Das niederländische Rentensystem ruht auf drei Säulen: der staatlichen Rente (AOW), die pro Jahr des Wohnens oder Arbeitens in den Niederlanden 2 % aufbaut und nach 50 Jahren die volle Rente ergibt; den Betriebsrenten, die von Arbeitgebern und Beschäftigten finanziert und von rund 90 % der niederländischen Arbeitgeber angeboten werden; sowie der freiwilligen privaten Vorsorge, die bis zu einer bestimmten Grenze steuerlich gefördert wird.
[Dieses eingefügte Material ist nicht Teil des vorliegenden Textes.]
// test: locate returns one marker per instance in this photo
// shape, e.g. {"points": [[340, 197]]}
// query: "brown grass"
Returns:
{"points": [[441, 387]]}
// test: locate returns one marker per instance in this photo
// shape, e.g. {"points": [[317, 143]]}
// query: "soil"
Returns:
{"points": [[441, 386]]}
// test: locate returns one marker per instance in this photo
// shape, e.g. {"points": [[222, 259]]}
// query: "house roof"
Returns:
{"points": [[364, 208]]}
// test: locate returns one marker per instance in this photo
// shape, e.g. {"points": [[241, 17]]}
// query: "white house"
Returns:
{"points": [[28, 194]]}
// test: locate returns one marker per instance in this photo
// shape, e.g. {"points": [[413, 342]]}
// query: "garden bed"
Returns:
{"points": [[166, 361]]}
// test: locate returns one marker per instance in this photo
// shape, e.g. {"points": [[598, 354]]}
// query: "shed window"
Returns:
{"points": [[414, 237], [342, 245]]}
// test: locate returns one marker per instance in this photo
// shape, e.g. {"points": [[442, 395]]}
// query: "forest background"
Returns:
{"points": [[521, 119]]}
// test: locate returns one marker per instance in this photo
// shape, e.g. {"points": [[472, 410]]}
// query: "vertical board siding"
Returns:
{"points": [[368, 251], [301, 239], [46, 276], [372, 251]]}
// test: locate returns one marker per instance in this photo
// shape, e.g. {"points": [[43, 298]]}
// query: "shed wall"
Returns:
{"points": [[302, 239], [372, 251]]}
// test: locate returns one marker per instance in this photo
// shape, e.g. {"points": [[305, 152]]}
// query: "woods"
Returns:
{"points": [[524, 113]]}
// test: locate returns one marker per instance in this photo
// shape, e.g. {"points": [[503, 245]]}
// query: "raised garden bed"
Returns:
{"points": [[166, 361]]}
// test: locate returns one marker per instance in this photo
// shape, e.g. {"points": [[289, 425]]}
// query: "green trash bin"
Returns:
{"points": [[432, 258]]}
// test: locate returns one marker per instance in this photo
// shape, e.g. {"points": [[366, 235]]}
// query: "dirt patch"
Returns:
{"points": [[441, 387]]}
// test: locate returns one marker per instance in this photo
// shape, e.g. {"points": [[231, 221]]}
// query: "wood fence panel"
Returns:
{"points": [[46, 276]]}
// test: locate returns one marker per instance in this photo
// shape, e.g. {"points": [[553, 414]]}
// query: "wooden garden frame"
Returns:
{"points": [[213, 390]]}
Die Reform ist zum 1. Juli 2023 in Kraft getreten und überführt das System von leistungsorientierten Zusagen mit festem Rentenbetrag (Defined Benefit) in beitragsorientierte Systeme (Defined Contribution), bei denen sich die Rente aus Beiträgen plus Anlageerträgen ergibt. Zudem schreibt sie altersunabhängige Beiträge vor, senkt das Mindesteintrittsalter von 21 auf 18 Jahre und begrenzt die Beiträge auf 30 % des rentenfähigen Gehalts.

Betriebsrenten sind nicht flächendeckend vorgeschrieben, doch rund 90 % der niederländischen Arbeitgeber bieten von Arbeitgeber und Beschäftigten finanzierte Systeme an, die für die meisten Beschäftigten einen erheblichen Teil des Alterseinkommens ausmachen. Wer keinen Zugang hat, etwa Selbstständige, kann auf freiwillige private Vorsorgeprodukte der dritten Säule zurückgreifen.

Expats sollten wissen, wie ihre niederländischen Rentenbeiträge mit den Rentensystemen ihres Heimatlands oder anderer Länder zusammenwirken, in denen sie gearbeitet haben. Die Niederlande haben mit verschiedenen Ländern Sozialversicherungsabkommen geschlossen, die die Übertragung von Rentenansprüchen und Beiträgen erleichtern - ein Punkt, der die Altersvorsorgeplanung erheblich beeinflussen kann.